New technique could find more, smaller planets
Date: Friday, October 25 @ 00:06:41 CDT
Topic: 3. Space News


A new planet has been discovered using a pioneering technique.



The method could reveal the presence of worlds the size of Earth in other star systems.

It uses patterns created in the dust surrounding a star to reveal the presence of a planet that could be as small as Earth.

About 100 planets have so far been discovered beyond our Solar System, in most cases by measuring the way their gravity effects the parent star. This is because a star's bright glare makes it impossible to view planets directly using current technology.

A newer technique looks for the way planets slightly dim the light of a star when passing in front of it. But both methods can only detect giant gaseous planets the size of Jupiter or bigger, while smaller rocky planets like Earth or Mars remain hidden.

This could now change thanks to a completely new way of detecting extra-solar planets developed by US astronomers at the University of Rochester in New York State.
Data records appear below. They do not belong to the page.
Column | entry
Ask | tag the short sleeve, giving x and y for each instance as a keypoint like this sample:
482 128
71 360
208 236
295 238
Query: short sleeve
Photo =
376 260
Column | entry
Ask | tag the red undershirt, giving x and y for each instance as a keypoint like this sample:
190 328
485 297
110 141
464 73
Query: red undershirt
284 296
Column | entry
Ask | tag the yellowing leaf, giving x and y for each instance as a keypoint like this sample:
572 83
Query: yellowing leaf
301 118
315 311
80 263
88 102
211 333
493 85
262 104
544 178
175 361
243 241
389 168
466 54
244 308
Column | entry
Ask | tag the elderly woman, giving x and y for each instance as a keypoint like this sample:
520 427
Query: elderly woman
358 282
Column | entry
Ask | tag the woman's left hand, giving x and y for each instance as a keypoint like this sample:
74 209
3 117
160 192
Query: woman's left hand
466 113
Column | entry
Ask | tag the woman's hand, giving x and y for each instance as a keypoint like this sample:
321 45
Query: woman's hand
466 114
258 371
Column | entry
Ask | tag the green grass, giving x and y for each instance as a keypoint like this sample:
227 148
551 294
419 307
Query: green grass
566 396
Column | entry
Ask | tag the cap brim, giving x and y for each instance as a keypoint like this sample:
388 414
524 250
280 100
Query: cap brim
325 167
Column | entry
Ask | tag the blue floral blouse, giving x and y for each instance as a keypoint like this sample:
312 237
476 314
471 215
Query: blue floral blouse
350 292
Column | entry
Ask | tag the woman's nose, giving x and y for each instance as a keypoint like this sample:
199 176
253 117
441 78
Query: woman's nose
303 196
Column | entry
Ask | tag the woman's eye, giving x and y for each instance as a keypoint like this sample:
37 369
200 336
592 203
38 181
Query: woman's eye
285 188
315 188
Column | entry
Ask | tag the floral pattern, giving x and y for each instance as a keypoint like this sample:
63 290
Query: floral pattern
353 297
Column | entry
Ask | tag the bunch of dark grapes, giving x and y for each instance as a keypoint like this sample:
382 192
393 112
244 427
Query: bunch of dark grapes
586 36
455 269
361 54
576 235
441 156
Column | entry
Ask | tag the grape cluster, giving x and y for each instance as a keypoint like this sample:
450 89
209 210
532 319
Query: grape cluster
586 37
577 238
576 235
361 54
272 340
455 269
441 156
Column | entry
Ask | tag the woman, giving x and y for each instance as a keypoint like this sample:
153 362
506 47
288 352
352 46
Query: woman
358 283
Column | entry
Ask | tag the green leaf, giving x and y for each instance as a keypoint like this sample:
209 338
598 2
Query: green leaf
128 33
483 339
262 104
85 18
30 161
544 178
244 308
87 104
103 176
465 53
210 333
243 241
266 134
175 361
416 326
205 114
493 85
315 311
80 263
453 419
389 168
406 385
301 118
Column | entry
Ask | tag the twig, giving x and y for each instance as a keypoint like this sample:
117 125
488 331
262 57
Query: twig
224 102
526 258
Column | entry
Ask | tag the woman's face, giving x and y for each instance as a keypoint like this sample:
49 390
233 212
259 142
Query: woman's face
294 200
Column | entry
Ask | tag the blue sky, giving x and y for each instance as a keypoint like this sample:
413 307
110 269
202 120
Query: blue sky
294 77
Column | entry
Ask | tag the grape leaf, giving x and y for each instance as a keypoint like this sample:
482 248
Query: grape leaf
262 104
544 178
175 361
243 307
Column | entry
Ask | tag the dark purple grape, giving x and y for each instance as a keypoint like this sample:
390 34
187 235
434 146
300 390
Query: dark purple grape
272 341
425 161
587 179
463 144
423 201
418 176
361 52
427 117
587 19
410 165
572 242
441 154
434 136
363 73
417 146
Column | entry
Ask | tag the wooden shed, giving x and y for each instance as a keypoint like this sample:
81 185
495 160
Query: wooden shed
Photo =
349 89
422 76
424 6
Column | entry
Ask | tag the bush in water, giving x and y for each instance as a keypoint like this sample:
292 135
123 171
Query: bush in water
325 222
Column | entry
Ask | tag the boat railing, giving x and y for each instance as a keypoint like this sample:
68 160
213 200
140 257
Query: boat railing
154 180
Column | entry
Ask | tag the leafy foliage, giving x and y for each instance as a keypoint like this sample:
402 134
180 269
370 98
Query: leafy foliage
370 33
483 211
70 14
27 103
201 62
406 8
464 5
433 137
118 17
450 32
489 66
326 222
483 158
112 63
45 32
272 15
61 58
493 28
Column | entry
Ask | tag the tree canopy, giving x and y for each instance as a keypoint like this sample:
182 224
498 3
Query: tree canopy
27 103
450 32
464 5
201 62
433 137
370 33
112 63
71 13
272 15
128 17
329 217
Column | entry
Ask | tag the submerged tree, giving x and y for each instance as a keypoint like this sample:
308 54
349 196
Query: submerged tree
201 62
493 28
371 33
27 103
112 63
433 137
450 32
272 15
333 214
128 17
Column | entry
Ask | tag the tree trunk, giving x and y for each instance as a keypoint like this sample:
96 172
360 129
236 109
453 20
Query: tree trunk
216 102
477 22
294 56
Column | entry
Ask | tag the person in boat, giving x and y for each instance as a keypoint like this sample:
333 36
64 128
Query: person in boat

The technique also allows the detection of planets with very wide orbits, whose effects on the parent star could only be observed over hundreds of years.

The new planet orbits the star Epsilon Eridani, a close neighbour of the Sun's only 10 light years from Earth.

It is one of the smallest extra-solar planets yet discovered, with a mass roughly a tenth that of Jupiter, and has by far the longest and widest orbit of any world found outside the Sun's family.

Traditional planet-detection methods would not have revealed the planet, tentatively named Epsilon Eridani C.

Dr Alice Quillen, Assistant Professor of Physics and Astronomy at Rochester, said: "We're very excited because this will open up the possibility of finding planets that we'd probably never detect just looking at the parent star. We can confirm the presence of certain planets in five years instead of the two centuries it would otherwise take."